Pre- and post-processing refer to actions taken around the core processing of a request. Certain actions dictate continuation of processing, while others modify the incoming or outgoing data stream for future processing.
The conventional approach involves a set of conditional verifications. If any of these verifications fail, the request is terminated. Although nested if/else statements are commonly used, they cause the code to become fragile and the programming style to become copy-and-paste, as the filtering flow and filter actions are hardcoded into the application.

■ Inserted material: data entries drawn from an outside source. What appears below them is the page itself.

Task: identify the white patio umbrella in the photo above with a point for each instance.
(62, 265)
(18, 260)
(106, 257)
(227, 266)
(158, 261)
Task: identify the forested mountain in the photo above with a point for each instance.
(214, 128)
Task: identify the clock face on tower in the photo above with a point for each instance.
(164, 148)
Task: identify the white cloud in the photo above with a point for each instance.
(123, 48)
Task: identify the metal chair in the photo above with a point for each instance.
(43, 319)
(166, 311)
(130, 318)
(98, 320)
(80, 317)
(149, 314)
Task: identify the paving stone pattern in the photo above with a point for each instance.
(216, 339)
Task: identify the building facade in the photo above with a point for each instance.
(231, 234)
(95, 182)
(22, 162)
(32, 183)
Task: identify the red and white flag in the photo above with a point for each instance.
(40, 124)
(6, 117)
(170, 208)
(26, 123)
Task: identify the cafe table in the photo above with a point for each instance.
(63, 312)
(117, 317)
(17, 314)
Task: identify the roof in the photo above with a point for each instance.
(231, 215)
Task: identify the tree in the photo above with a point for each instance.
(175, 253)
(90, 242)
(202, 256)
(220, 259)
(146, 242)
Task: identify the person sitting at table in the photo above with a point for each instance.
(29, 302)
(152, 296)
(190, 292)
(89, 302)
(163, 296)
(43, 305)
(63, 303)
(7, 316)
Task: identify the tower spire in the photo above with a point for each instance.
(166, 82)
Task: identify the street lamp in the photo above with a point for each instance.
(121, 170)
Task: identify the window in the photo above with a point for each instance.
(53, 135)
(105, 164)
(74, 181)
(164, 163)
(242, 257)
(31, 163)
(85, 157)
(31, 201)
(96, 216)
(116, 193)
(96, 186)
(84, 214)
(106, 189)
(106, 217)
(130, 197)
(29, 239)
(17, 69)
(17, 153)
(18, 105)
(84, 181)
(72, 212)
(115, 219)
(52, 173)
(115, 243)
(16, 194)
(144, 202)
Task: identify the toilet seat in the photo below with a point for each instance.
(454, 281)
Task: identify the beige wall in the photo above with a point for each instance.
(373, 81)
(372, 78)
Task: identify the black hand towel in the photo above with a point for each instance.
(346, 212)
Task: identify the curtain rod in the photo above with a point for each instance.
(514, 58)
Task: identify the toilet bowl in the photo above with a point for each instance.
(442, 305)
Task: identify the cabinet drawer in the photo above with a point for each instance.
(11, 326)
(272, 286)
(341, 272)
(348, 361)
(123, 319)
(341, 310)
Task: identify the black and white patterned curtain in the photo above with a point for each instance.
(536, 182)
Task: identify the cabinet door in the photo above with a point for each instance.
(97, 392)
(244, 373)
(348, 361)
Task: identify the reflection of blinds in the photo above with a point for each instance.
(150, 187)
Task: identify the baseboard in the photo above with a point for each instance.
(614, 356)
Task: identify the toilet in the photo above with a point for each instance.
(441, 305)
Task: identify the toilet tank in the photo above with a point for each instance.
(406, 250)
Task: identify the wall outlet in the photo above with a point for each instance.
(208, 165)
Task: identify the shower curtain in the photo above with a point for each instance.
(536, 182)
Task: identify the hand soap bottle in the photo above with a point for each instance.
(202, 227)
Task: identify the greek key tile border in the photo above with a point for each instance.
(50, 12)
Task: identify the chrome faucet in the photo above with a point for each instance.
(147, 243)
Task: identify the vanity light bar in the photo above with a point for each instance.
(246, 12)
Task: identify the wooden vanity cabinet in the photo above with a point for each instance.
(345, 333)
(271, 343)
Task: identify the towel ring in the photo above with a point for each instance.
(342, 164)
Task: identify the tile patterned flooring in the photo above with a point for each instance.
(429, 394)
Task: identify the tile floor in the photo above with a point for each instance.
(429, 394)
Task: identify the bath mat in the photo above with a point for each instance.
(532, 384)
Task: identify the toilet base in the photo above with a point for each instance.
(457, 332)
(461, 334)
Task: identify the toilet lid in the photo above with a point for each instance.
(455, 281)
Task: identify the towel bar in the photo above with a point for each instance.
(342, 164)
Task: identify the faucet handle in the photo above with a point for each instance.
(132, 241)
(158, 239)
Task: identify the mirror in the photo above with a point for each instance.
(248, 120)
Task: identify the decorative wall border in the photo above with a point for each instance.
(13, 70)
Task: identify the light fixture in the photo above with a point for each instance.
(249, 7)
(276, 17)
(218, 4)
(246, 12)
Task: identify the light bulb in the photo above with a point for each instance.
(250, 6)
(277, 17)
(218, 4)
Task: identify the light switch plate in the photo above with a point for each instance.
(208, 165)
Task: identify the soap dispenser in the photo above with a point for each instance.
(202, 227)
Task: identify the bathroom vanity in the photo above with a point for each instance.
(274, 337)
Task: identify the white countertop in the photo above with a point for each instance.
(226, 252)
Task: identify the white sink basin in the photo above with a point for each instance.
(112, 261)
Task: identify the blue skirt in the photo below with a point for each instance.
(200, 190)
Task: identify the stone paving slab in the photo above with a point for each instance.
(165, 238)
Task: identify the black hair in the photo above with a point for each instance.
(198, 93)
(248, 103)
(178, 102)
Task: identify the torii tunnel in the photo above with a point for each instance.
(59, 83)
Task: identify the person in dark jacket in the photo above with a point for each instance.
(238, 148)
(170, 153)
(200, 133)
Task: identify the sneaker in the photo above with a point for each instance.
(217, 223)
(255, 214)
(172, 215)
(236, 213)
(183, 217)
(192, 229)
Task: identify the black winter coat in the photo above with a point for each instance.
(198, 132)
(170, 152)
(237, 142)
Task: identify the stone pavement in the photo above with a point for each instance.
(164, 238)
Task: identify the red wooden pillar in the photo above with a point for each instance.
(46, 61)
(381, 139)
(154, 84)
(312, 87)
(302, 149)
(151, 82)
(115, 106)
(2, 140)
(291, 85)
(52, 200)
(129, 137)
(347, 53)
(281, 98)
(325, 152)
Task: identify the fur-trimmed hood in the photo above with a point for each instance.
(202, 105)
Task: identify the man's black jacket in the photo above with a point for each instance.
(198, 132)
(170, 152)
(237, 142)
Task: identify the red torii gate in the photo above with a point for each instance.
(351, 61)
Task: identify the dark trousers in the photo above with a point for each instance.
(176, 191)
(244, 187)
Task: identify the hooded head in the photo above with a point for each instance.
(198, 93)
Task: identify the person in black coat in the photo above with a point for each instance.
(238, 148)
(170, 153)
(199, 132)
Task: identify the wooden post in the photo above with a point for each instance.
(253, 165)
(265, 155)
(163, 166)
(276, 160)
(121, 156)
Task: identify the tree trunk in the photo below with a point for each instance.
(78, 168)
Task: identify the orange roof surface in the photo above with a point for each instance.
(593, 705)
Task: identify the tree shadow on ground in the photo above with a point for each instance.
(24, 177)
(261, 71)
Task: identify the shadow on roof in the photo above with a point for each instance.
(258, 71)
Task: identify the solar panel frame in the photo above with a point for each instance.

To address this issue in a versatile and non-intrusive way, a straightforward mechanism for adding and removing processing components is necessary, with each component carrying out a specific filtering action.
Illustration of Intercepting Filter Pattern using UML Diagram.
The filter processing is managed by
. It creates the
in the accurate sequence with the required filters and triggers the process.
- The FilterChain is a sequence of distinct filters that follow a specific order.
- FilterOne and FilterTwo refer to unique filters that are associated with a particular destination. The FilterChain is responsible for managing the order in which they are applied.
- The requested resource by the client is referred to as the target.
An instance of the Intercepting Filter Pattern will be demonstrated.
The following codes are listed:
, with no repetition.
The following codes are included:
Authenticating : Downloads Log: Downloads Executing : Downloads
- Enhanced reusability is achieved by centralizing common code into pluggable components.
Declarative application and removal of generic shared components can enhance the system’s adaptability.
- Sharing of information is ineffective in detecting patterns.